LANDESTHEATER / DER SCHUH DES MANITU

24/01/21 Es ist ein erhebendes Gefühl, wenn man im Theater nicht unter seinem Niveau zum Lachen gebracht wird. Aber es hat schon auch was, wenn man – umzingelt von fünfhundert wild zur Unterhaltung entschlossenen Menschen – sich mal herzhaft deutlich unter dieser Schwelle zu amusieren getraut.

Von Reinhard Kriechbaum

Auf der Bühne des Landestheaters: Der Schuh des Manitu. Im Zuschauerraum: 499 Leute, von denen wahrscheinlich kein einziger den Kultfilm von Michael Bully Herbig nicht kennt. Und sie alle sind deshalb drauf aus, sich durch die in 21 Jahren doch deutlich länger gewordenen Bärte der Witze zu wühlen. Ja, so lange ist's her, dass der Film 11,7 Millionen Deutsche und 1,78 Millionen Österreicher in die Kinos brachte. Mit diesen Zahlen – wir glauben der Einfachkeit halber dem Programmheftbeitrag – hat die Winnetou-Parodie sogar den Ur-Film mit Pierre Brice und Lex Barker überflügelt. Aber kein Wunder: Damals hatte Winnetou noch keinen schwulen Zwillingsbruder...

Aber jetzt gleich voraus, bevor sich der Rezensent dem Vorwurf aussetzt, ein unheilbarer Sauertopf zu sein: Das Salzburger Landestheater hat im Verein mit dem Deutschen Theater München einen wirklich schmissigen Musicalabend zuwege gebracht. Regisseur Andreas Gergen ist ja einer der Meister dieses Fachs, und er hat ein sicheres Gespür für das Zweischneidige dieses Stoffes. Das Publikum hat den Film gründlich inhaliert und rechnet mit hoher Wiedererkennungsfreude. In der 2008 entstandenen Musical-Fassung darf die Musik aber gerade nicht von allzu vielen Déjà-vu's aufgehalten werden.

Die Musik von Martin Lingnau hat nämlich auch ihre eigenen Meriten. Dieser Komponist spielt sich mit Versatzstücken quer und längs durchs Genre. Wo kommt doch gleich der erste Ohrwurm her? Ach ja, There’s No Business Like Show Business klingt fast notengetreu durch, und das passt gar nicht so schlecht, weil Annie Get Your Gun (1946) ja auch im Wilden Westen spielt. So könnte man das Nummer für Nummer aufdröseln: Es ist alles schon irgendwann und irgendwo vor-komponiert, was Martin Lingnau mit leichter Hand und im Detail sogar ein bisserl gefinkelt arrangiert hat.
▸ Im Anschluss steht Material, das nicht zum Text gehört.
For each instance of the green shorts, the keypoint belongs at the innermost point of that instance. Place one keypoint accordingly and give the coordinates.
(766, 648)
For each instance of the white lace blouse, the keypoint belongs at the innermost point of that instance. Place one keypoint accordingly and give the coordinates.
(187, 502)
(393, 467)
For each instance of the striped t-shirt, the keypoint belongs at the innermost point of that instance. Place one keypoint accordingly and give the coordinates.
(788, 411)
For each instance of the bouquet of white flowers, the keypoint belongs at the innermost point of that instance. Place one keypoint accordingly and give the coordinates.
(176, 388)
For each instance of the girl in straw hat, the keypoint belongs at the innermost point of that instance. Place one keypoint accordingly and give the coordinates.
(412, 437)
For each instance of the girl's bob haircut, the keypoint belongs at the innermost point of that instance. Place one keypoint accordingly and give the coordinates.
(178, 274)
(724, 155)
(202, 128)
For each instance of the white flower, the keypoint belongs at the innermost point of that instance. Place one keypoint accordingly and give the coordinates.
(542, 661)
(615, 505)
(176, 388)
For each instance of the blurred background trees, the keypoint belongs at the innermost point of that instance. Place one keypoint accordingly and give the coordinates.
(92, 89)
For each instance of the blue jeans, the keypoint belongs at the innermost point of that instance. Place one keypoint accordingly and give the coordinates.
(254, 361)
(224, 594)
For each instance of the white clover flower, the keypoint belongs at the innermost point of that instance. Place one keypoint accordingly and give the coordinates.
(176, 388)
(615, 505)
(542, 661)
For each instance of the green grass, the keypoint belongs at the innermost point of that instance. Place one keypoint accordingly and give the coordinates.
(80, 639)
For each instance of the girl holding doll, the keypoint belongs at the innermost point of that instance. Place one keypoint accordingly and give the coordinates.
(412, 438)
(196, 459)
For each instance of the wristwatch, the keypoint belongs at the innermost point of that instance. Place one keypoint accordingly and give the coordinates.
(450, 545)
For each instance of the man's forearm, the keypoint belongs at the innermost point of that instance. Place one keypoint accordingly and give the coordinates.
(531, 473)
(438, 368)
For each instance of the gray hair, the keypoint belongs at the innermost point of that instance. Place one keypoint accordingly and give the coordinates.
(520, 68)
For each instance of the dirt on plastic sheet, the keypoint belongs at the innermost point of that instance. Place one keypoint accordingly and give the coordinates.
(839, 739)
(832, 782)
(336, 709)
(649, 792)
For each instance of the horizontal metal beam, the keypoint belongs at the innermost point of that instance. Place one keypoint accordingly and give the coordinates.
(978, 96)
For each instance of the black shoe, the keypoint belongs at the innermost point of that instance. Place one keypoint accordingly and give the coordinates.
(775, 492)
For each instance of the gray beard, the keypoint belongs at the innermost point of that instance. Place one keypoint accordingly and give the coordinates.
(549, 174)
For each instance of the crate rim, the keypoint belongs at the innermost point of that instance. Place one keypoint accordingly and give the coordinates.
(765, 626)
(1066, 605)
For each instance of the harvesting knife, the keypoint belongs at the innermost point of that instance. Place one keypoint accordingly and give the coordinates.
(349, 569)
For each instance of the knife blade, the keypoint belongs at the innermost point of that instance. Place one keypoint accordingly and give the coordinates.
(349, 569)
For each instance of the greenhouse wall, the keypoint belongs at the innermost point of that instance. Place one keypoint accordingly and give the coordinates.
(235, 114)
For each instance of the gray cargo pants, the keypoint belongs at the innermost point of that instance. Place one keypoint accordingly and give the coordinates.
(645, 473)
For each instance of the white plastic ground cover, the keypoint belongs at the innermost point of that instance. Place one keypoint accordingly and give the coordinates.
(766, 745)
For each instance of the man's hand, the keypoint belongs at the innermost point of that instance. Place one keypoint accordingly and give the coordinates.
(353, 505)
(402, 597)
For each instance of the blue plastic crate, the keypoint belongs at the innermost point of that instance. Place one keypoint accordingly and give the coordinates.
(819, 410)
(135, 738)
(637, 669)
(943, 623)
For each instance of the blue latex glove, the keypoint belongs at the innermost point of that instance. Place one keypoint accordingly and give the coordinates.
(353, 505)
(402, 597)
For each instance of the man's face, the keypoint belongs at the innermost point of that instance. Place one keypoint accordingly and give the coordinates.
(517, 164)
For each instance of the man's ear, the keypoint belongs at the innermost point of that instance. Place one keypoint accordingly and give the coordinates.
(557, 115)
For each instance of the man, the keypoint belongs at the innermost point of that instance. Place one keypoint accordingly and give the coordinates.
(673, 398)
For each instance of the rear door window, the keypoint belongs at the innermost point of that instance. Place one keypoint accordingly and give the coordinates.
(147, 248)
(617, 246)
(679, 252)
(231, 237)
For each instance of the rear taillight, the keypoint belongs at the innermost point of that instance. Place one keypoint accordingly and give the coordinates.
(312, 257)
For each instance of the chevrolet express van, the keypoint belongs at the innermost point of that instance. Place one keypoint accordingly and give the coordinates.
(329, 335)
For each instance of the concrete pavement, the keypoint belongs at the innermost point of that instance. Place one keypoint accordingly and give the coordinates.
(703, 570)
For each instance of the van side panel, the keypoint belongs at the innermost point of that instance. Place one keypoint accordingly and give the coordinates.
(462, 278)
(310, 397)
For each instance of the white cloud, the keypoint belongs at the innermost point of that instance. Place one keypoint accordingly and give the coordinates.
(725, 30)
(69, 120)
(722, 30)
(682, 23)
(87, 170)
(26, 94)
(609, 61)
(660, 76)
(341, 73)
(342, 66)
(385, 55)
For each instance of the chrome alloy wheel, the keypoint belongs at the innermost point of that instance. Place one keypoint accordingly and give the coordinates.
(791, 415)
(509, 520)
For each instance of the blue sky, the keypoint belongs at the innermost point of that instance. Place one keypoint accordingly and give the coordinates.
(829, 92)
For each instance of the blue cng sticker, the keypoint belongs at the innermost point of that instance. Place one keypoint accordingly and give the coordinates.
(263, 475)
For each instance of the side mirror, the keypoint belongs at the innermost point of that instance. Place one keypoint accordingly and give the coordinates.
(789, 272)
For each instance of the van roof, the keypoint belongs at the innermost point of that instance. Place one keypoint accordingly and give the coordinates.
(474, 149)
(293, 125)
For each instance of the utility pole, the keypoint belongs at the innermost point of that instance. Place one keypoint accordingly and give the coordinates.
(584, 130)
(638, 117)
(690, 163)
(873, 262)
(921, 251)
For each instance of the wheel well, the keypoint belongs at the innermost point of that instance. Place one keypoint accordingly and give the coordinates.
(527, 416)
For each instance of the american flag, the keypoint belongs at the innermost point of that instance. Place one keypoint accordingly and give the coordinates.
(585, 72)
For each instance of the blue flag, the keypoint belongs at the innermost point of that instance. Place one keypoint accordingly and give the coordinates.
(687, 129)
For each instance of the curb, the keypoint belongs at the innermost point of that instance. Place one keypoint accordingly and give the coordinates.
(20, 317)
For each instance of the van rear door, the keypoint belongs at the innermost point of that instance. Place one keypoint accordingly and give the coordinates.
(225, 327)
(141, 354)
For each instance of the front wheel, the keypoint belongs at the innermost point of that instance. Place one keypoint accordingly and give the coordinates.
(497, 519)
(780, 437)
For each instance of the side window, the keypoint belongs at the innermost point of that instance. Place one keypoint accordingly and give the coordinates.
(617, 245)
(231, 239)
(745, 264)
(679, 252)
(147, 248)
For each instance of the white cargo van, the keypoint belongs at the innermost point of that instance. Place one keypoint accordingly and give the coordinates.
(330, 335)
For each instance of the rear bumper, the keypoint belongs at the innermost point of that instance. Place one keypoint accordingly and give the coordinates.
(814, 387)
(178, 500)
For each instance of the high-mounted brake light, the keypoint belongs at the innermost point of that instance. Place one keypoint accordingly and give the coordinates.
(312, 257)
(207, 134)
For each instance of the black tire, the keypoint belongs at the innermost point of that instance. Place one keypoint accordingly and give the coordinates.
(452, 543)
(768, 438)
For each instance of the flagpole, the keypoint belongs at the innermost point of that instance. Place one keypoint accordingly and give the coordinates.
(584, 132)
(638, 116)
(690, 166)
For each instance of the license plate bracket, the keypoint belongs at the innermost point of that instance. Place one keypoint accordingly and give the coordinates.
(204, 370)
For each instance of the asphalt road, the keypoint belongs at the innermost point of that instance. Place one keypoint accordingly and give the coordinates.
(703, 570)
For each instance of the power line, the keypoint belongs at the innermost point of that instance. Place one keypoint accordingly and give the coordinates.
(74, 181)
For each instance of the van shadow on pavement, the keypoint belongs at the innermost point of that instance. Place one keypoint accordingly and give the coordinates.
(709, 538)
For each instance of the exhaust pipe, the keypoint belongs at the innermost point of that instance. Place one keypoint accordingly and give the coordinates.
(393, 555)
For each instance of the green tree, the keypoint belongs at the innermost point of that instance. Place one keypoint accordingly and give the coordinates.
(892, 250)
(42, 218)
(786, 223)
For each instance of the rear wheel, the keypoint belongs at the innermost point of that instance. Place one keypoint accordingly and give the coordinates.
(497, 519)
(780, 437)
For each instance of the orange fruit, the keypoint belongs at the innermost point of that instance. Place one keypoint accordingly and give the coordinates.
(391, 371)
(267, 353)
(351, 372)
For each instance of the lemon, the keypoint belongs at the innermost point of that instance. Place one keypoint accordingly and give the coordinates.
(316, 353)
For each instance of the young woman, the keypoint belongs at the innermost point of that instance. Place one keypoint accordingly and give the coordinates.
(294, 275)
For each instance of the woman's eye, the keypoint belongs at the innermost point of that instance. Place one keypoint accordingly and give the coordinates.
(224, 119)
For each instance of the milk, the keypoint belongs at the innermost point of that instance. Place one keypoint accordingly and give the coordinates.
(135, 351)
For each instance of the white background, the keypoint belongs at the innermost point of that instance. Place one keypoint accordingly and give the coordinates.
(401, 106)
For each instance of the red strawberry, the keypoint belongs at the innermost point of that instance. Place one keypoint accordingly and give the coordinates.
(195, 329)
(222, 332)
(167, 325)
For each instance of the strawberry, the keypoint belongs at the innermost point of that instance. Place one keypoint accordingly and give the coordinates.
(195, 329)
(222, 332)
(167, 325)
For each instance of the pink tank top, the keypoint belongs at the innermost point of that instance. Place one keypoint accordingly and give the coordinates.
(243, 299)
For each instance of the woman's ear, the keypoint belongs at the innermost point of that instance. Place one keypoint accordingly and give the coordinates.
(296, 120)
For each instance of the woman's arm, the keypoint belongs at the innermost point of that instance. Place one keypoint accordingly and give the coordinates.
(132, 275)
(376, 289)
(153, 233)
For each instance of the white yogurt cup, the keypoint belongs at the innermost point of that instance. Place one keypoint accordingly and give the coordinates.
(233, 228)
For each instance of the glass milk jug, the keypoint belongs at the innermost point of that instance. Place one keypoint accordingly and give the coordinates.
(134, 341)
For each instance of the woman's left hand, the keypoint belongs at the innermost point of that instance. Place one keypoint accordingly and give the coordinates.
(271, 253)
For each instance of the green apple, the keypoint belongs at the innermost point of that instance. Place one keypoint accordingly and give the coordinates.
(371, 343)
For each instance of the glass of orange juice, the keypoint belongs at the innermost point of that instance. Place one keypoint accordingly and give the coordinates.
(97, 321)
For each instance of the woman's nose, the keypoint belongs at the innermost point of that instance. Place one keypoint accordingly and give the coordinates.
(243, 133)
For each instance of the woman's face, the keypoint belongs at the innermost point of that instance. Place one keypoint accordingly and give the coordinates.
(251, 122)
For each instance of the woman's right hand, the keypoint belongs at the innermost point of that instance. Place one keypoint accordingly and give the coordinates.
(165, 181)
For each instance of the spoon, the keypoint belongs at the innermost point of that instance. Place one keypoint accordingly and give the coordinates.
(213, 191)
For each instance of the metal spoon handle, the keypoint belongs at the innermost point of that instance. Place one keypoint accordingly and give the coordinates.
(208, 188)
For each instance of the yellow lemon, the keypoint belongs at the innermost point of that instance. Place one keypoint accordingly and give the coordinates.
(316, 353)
Genau da setzt auch Andreas Gergen den Hebel an: So platt all das daher kommt – es findet sich doch keine Gesangsnummer, keine Tanzepisode, die nicht irgendwo einen Drall ins Unerwartete, ins Selbstironische nähme. Wir beschreiben hier nicht eine einzige Rakete aus Gergens Ideenfeuerwerk. Wir möchten ja niemandem auch die klitzekleinste Überraschung nehmen. Davon lebt der gar nicht kurze, aber immer kurzweilige Abend.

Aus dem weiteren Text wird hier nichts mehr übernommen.